Tyler Lewis, Arvind Sundaram, Ahmad Y. Al Rashdan, Hany S. Abdel-Khalik
Nuclear Science and Engineering | Volume 199 | Number 1 | April 2025 | Pages S587-S605
Research Article | doi.org/10.1080/00295639.2024.2360313
Articles are hosted by Taylor and Francis Online.
Widespread innovation from artificial intelligence and machine learning (AI/ML) tools presents a lucrative opportunity for the nuclear industry to improve state-of-the-art analyses (e.g. condition monitoring, remote operation, etc.) due to increased data visibility. In recent years, the risk posed by collaborative data exchange has received increased attention due, in part, to a potential adversary’s ability to reverse-engineer intercepted data using domain knowledge and AI/ML tools.
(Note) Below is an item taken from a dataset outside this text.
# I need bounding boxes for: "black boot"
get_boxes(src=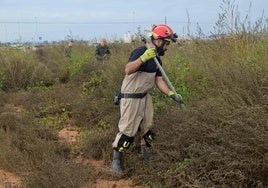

While the efficacy of typical encryption has been proven during passive communication and data storage, collaborative exchange typically requires decryption for extended analyses by a third-party, which poses an intrinsic risk due to these trustworthiness concerns. The directed infusion of data (DIOD)1 paradigm presented in this paper discusses a novel data masking technique that relies on preserving the usable information of proprietary data while concealing its identity via reduced-order modeling. In contrast to existing state-of-the-art data masking methods, DIOD does not impose limiting assumptions, computational overheads, or induced uncertainties, thereby allowing for secure and flexible data-level security that does not alter the inferential content of the data. This paper focuses on the application of DIOD to a process-based simulation wherein a leaking reservoir with a controlled inlet pump is simulated under various experimental conditions with the goal of producing masked data that preserve the information given by anomalies. These experiments included the injection of statistically significant anomalies, subtle anomalies that occurred over an extended period, and the addition of several independent anomalous states. Each experiment showed that a classifier will identify the same anomalies whether it analyzes the original or masked data. An additional experiment also tested the case of corrupted labeling information wherein labels were arbitrarily randomized, and the loss in labeling accuracy was about the same for both datasets. Each of these experiments show that data obfuscated by DIOD may be utilized in the place of real data for a variety of condition monitoring scenarios with no loss in performance.
1 A.Al Rashdan and H.Abdel-Khalik, Deceptive Infusion of Data, Non-Provisional Patent, Application No. 63/227,389, September 2022.